Als sluiting van de woning noodzakelijk wordt geacht, neemt dit niet weg dat de sluiting ook evenredig moet zijn.
11.2.
Eiser voert aan dat de sluiting van de woning onevenredig is omdat geen sprake is van een ernstig geval. Verweerder had dienen te volstaan met het opleggen van een minder vergaande maatregel, zoals een waarschuwing.
11.3.
Dit betoog slaagt niet. Zoals hiervoor al is overwogen, heeft verweerder kunnen oordelen dat sprake is van een ernstig geval. Niet is gebleken dat eiser een specifieke binding met de woning heeft, nu hij feitelijk ergens anders woonde en de woning voornamelijk gebruikte als kantoor en opslagplaats voor de coffeeshop en hij soms uit veiligheidsoverwegingen in de woning sliep. Dat de huurovereenkomst als gevolg van de sluiting is beëindigd, is vervelend voor eiser, maar maakt nog niet dat de sluiting van de woning zodanig onevenredig is dat verweerder hiervan had moeten afzien.
Gelijkheidsbeginsel
12.1.
Eiser doet tot slot een beroep op het gelijkheidsbeginsel. Verweerder handelt in strijd met dit beginsel door de woning te sluiten terwijl andere winkels en drogisterijen ook CBD-producten verkopen en deze winkels en drogisterijen wel open mogen blijven.
12.2.
Eisers beroep op het gelijkheidsbeginsel slaagt niet. Eiser heeft onvoldoende onderbouwd dat sprake is van gelijke gevallen.
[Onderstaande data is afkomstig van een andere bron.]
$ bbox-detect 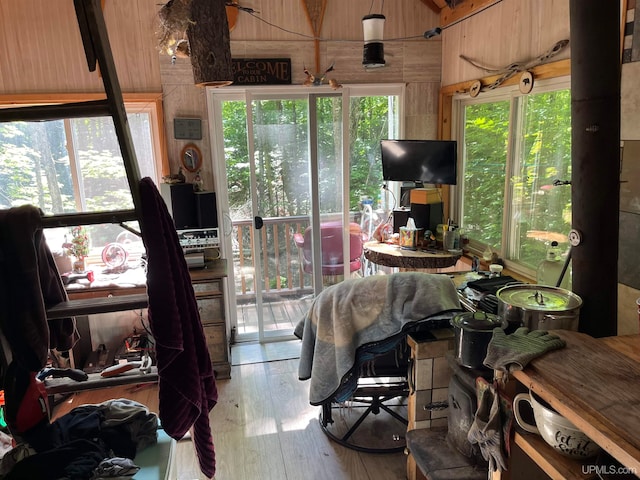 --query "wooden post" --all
[187,0,233,87]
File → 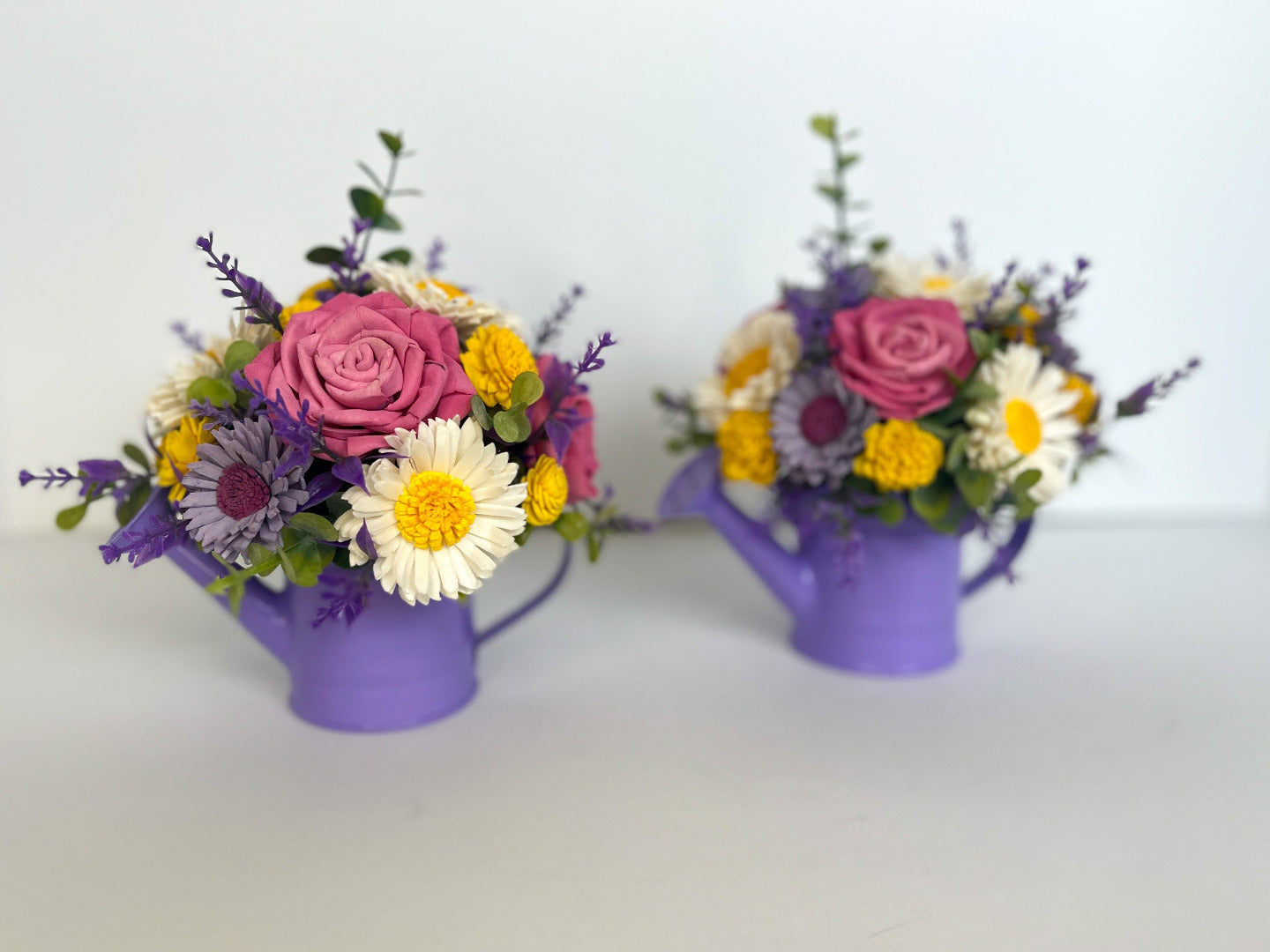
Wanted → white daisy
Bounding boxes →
[965,344,1080,502]
[335,419,527,606]
[692,311,803,430]
[366,262,523,341]
[874,254,992,320]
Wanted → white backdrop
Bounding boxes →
[0,0,1270,532]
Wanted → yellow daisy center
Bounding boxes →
[722,346,773,395]
[715,410,776,487]
[462,325,539,410]
[1005,400,1042,456]
[525,455,569,525]
[393,472,476,552]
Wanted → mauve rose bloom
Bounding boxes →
[829,297,974,420]
[525,354,600,502]
[243,292,476,456]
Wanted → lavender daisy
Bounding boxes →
[180,420,309,562]
[773,367,878,487]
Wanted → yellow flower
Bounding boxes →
[525,453,569,525]
[462,325,539,410]
[1063,373,1099,427]
[156,413,216,502]
[715,410,776,487]
[278,280,337,330]
[1002,305,1040,346]
[855,420,944,493]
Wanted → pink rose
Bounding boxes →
[526,354,600,502]
[245,292,476,456]
[829,297,975,420]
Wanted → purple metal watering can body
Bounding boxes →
[661,450,1031,675]
[114,494,572,733]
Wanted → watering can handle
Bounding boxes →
[476,542,572,647]
[961,519,1031,598]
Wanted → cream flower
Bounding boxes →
[875,254,992,320]
[965,344,1080,502]
[366,262,525,341]
[335,419,527,606]
[692,311,803,430]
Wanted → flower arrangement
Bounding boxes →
[656,115,1199,543]
[19,132,644,623]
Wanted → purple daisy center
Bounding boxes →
[216,462,269,519]
[799,393,847,447]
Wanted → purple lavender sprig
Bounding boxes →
[1115,357,1200,420]
[534,285,586,350]
[194,231,282,334]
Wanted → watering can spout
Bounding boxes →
[110,491,291,664]
[658,448,817,614]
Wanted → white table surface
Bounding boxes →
[0,524,1270,952]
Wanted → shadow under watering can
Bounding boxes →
[659,448,1031,675]
[112,493,572,733]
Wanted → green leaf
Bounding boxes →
[305,245,344,264]
[53,499,87,532]
[380,130,401,155]
[552,511,591,542]
[123,443,150,472]
[115,480,150,525]
[473,393,494,430]
[380,248,410,264]
[185,377,237,406]
[967,328,997,361]
[512,370,542,406]
[225,340,260,375]
[287,513,339,542]
[908,482,952,523]
[348,185,384,222]
[494,410,532,443]
[944,430,967,472]
[811,113,838,142]
[874,496,904,525]
[952,470,997,509]
[372,212,401,231]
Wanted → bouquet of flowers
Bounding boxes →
[658,115,1199,543]
[20,132,643,621]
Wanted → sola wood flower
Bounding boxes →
[773,367,878,487]
[182,420,309,562]
[335,419,527,606]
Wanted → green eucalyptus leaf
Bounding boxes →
[473,395,494,430]
[123,443,150,472]
[348,185,384,221]
[225,340,260,375]
[305,245,344,264]
[373,212,401,231]
[552,511,591,542]
[811,115,838,142]
[380,130,401,155]
[380,248,410,264]
[512,370,542,406]
[287,513,339,542]
[53,499,87,532]
[185,377,237,406]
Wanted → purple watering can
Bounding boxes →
[114,493,572,733]
[659,450,1031,675]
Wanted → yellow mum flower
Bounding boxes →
[278,280,337,330]
[525,453,569,525]
[156,413,216,502]
[1063,373,1099,427]
[461,325,539,410]
[855,420,944,493]
[715,410,776,487]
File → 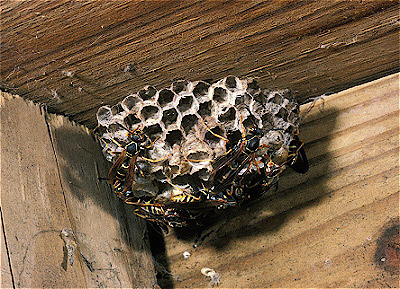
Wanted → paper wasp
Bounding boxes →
[208,119,308,201]
[165,181,236,210]
[99,124,169,199]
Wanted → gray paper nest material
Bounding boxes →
[97,76,300,196]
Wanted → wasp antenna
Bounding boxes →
[200,118,229,142]
[141,153,172,163]
[167,179,184,192]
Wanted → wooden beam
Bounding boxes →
[0,93,156,288]
[0,0,399,127]
[159,74,400,288]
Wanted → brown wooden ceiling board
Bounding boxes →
[0,0,399,127]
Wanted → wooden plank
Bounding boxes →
[155,74,399,288]
[0,0,399,127]
[0,209,15,288]
[48,115,156,288]
[0,93,86,288]
[0,93,156,288]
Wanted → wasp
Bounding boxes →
[212,120,309,201]
[96,124,169,200]
[166,181,236,210]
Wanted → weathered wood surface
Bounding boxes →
[0,93,156,288]
[0,0,399,127]
[157,74,400,288]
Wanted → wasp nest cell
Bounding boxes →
[97,76,300,200]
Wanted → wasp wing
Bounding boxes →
[107,150,126,183]
[124,155,137,191]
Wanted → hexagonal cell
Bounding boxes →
[197,101,211,117]
[111,104,124,115]
[204,126,225,144]
[181,114,199,134]
[212,87,228,103]
[157,89,174,107]
[268,93,283,105]
[178,95,193,112]
[165,129,182,147]
[243,114,258,128]
[218,107,236,122]
[96,106,113,126]
[246,79,260,95]
[226,129,242,150]
[261,112,274,129]
[172,80,189,94]
[235,93,251,107]
[143,123,162,140]
[253,91,268,105]
[140,105,159,120]
[287,111,300,123]
[121,95,141,112]
[276,107,288,121]
[193,81,210,98]
[124,114,141,129]
[225,75,237,90]
[138,86,157,100]
[162,108,178,126]
[285,125,297,135]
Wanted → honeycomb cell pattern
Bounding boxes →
[97,76,300,196]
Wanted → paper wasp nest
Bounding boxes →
[97,76,300,196]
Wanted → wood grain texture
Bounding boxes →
[0,0,399,127]
[0,210,15,288]
[0,93,156,288]
[156,74,400,288]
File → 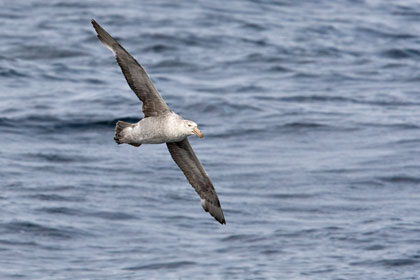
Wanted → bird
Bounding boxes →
[91,19,226,224]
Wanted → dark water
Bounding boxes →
[0,0,420,279]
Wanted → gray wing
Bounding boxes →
[166,138,226,224]
[92,19,170,117]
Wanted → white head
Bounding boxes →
[184,120,203,138]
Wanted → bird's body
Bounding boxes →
[115,112,197,146]
[92,20,226,224]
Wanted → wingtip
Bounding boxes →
[201,199,226,225]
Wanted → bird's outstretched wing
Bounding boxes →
[92,19,170,118]
[166,138,226,224]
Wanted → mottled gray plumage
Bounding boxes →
[92,20,226,224]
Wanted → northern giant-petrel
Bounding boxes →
[92,19,226,224]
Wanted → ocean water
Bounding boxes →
[0,0,420,279]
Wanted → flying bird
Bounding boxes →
[92,19,226,224]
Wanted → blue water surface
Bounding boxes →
[0,0,420,280]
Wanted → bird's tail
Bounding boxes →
[114,121,140,147]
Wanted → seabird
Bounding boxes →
[92,19,226,224]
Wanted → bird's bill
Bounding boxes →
[193,127,203,138]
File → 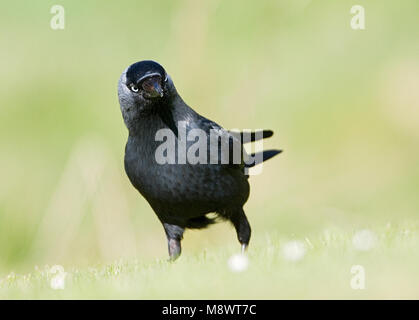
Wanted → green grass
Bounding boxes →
[0,224,419,299]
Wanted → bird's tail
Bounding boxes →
[186,216,218,229]
[244,150,282,168]
[229,130,274,143]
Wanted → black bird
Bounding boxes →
[118,60,281,260]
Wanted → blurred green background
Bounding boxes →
[0,0,419,298]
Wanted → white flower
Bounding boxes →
[228,253,249,272]
[48,265,67,290]
[352,230,377,251]
[282,240,306,261]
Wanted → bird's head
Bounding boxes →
[118,60,171,117]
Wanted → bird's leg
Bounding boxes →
[163,223,185,261]
[230,208,251,253]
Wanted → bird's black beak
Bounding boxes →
[141,75,163,98]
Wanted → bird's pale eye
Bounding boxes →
[129,84,138,92]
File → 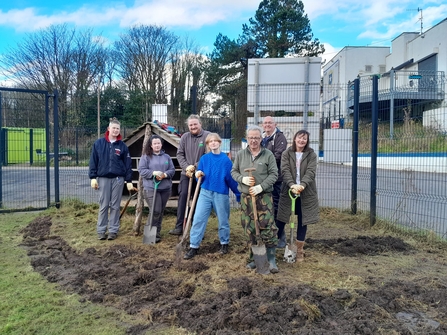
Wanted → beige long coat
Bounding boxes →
[277,147,320,225]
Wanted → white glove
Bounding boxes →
[185,165,196,173]
[290,184,300,194]
[290,184,304,194]
[242,177,255,186]
[90,179,99,190]
[248,184,262,197]
[152,171,163,177]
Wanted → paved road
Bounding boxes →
[1,162,447,238]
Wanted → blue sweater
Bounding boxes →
[197,152,240,199]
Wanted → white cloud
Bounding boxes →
[0,0,259,32]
Bovendien staat vast dat in de woning een (verboden) handelshoeveelheid softdrugs is aangetroffen, terwijl niet gebleken is dat dit bij de door eiser genoemde winkels/drogisterijen ook het geval is.
Conclusie
13. Het beroep is ongegrond.
14. Voor een proceskostenveroordeling bestaat geen aanleiding.

Beslissing

De rechtbank verklaart het beroep ongegrond.
Deze uitspraak is gedaan door mr. E. Lunenberg, rechter, in aanwezigheid van mr. M.L.F. de Leeuw, griffier. De uitspraak is uitgesproken in het openbaar op 11 april 2022.
griffier
rechter
Een afschrift van deze uitspraak is verzonden aan partijen op:

Bent u het niet eens met deze uitspraak?

Als u het niet eens bent met deze uitspraak, kunt u een brief sturen naar de Afdeling bestuursrechtspraak van de Raad van State waarin u uitlegt waarom u het er niet mee eens bent. Dit heet een beroepschrift. U moet dit beroepschrift indienen binnen 6 weken na de dag waarop deze uitspraak is verzonden. U ziet deze datum hierboven.

Voetnoten

2.Zie ook de uitspraak van de Afdeling bestuursrechtspraak van de Raad van State van 15 juni 2016, ECLI:NL:RVS:2016:1506.